Tikir Dam to bring regional development to Htantalan


Source: The Global New Light Of Myanmar

Date: 6 February, 2018

​Vice President U Henry Van Thio, who was in Chin State to review the progress of regional development works, inspected the Tikir Dam project in Htantalan Township Sunday morning.
He also inspected the inflow of water into the dam and the status of the dam construction from the dam viewpoint.
The Vice President and his delegation were then explained the water storage and electricity generation capacity of the dam, the water distribution network to nearby villages, the setting up of hillside and highland farms, and the regional development works by Irrigation and Water Utilization Management Department Director General U Kyaw Myint Hlaing.
The Vice President then spoke about planting Japanese cherry blossoms, and coffee and pine trees to establish a natural environment in the catchment area and basin area of the dam, distribute clean water to Tikir Village and 11 other villages, set up 550 acres of highland farms to replace slash-and-burn hillside farms, distribute water to the highland farms once it is set up and implement a new eco-tourism project.
Next, U Henry Van Thio; Union Minister Dr.
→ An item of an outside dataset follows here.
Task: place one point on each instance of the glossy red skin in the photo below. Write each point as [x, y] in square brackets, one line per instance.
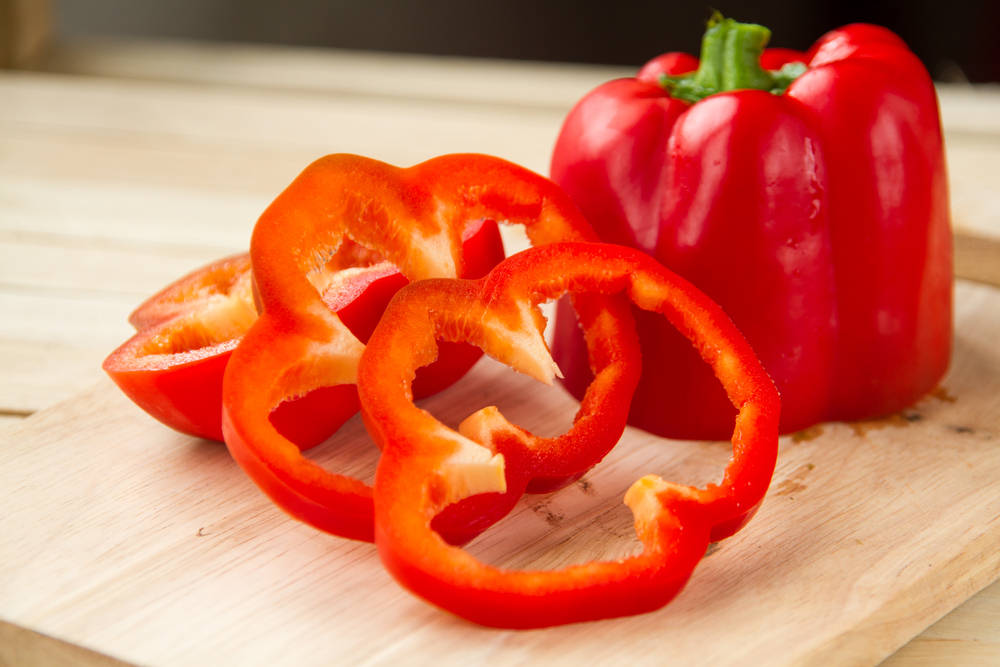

Aung Thu; State Chief Minister U Salai Lian Luai; and State Hluttaw Speaker U Zo Bwe were presented with gifts by U Kyaw Myint Hlaing.
The Tikir Dam is situated near Htantalan Town and Tikir Village and is a 500-foot-long and 75-foot-high dam. At full storage capacity, it can store 1,265 acre feet of water and can distribute water to Tikir Village, 11 nearby villages, irrigation water for highland farms and produce 50 kilowatts of electricity through a mini-hydroelectric power station.
Next, the Vice President and his delegation viewed the dam and the possibility of setting up eco-tourism around it from Tikir Village to Sutaung Hill.
Later, the Vice President inspected the status of the construction of a water storage pond to distribute water to Tikir Village and the 11 villages.
The water storage pond is 50 feet long, 50 feet wide and 15 feet deep, capable of storing 235,000 gallons.